L'exécutif sollicite notre vote qu'il sait acquis en raison du fait majoritaire. La CNIL a émis un avis favorable au projet de décret avec, il est vrai, quelques conditions. En période de peur et d'émotion, il est difficile de s'opposer ou d'alerter ; c'est pourtant le devoir d'une opposition responsable car plusieurs problèmes techniques, juridiques et éthiques se posent.

La mise en service de ce dispositif repose sur son efficacité présumée. En réalité, il faudrait que toutes les personnes soient diagnostiquées régulièrement pour que le risque soit identifié en amont. Il faudrait atteindre 80 % des citoyens dotés d'un téléphone mobile connecté par Bluetooth pour espérer un traçage efficace. Or, nous le savons, toute la population n'est pas équipée d'un téléphone mobile : les estimations tournent autour de 75 %. Le chiffre est inférieur pour les personnes les plus âgées, qui sont a priori les plus exposées : moins de 50 % pour les plus de 70 ans.

Par ailleurs, en zone très dense, il existe un risque de nombreux faux positifs. Le téléchargement reste volontaire et le fait que nul n'ait l'obligation d'emporter constamment son téléphone mobile avec soi – et heureusement – est de nature à faire douter de l'efficacité de l'application. À l'inverse, le sentiment de fausse sécurité que l'application peut donner en laissant croire que l'on trace les porteurs de la maladie et leurs contacts et que l'on maîtrise la chaîne de contamination pourrait se révéler contre-productif.

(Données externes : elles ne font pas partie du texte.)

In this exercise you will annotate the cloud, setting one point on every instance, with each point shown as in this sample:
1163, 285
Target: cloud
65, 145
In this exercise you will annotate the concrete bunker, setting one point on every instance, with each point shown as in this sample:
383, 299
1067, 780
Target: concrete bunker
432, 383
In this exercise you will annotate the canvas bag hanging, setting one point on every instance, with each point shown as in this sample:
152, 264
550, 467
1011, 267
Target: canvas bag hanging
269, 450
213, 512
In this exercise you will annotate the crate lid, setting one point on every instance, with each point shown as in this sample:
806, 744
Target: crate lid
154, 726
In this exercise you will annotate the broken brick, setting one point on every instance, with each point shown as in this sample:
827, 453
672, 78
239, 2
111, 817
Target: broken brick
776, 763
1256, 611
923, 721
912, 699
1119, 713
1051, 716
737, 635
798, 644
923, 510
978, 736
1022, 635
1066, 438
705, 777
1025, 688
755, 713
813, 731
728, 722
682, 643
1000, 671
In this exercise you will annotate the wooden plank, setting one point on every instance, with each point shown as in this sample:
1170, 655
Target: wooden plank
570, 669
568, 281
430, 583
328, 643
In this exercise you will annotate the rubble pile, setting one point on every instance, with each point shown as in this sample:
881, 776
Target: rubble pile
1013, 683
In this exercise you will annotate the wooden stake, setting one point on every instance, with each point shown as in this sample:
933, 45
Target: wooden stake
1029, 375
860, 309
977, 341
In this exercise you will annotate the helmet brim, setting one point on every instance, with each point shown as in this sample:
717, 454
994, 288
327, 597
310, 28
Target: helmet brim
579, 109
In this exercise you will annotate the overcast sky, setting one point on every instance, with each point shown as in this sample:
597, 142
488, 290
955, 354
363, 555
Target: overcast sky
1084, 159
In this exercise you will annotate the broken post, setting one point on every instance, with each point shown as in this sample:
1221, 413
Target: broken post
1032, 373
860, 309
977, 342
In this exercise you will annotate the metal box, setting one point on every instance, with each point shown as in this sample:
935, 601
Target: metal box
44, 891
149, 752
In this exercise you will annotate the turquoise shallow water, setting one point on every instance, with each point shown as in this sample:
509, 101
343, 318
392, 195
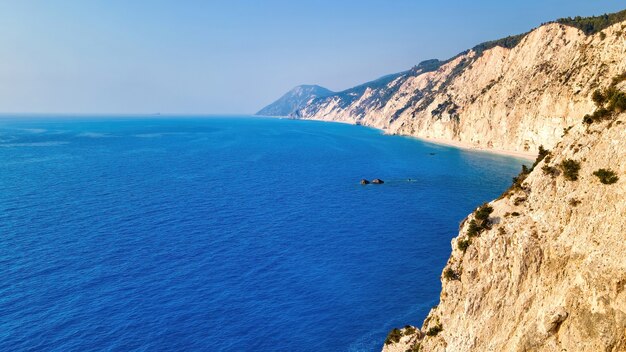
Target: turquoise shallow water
224, 234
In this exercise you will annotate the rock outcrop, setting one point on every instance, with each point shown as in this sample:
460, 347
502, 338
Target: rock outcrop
495, 96
548, 273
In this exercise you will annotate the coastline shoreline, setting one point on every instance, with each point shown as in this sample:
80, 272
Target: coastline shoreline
444, 142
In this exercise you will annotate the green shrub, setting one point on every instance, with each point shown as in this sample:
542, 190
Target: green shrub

Cela, alors que bon nombre de nos concitoyens restent préoccupés par l'approvisionnement en masques, encore parfois difficiles à trouver et au prix élevé.

Je note également que l'application ne sera disponible que plus de quinze jours après le début du déconfinement, ce qui rend d'autant plus légitimes les interrogations sur le bien-fondé éthique et juridique d'un tel suivi : l'objet de l'application étant d'alerter les personnes ciblées, elle va donc à l'encontre du respect de l'intimité, de la vie privée et de l'anonymat. Qu'on le veuille ou non, les personnes visées seront un peu plus transparentes : les mesures de suivi numérique et la constitution de fichiers mentionnant où sont logés les utilisateurs sont, par nature, susceptibles de présenter un risque d'atteinte aux droits des autres.

Un nouveau type de surveillance individuelle sera rendu possible, sans qu'on sache s'il est nécessaire et, de surcroît, efficace pour circonscrire la pandémie. En effet, bien des pays moins outillés que le nôtre sur les plans technologique et sanitaire semblent s'être montrés beaucoup plus efficaces. Il n'y a pas de technologie sans risque : les données collectées pourront être – et seront – partagées sans le consentement des personnes intéressées. C'est donc une expérimentation grandeur nature, et rien ne dit que son objet, restreint, ne sera pas élargi demain en réaction à un nouveau péril ou événement grave que l'on n'aura pas su anticiper ou gérer en amont. À tout le moins, l'instauration d'un tel dispositif, que l'on s'apprête à généraliser, aurait mérité une expertise préalable, collective, transparente et contradictoire, mais cela n'a pas été et ne sera pas le cas. Vous comprendrez que, pour toutes ces raisons, les députés socialistes voteront contre le principe d'une telle application dont l'efficacité n'est pas assurée et qui ne garantit pas le respect des droits des individus.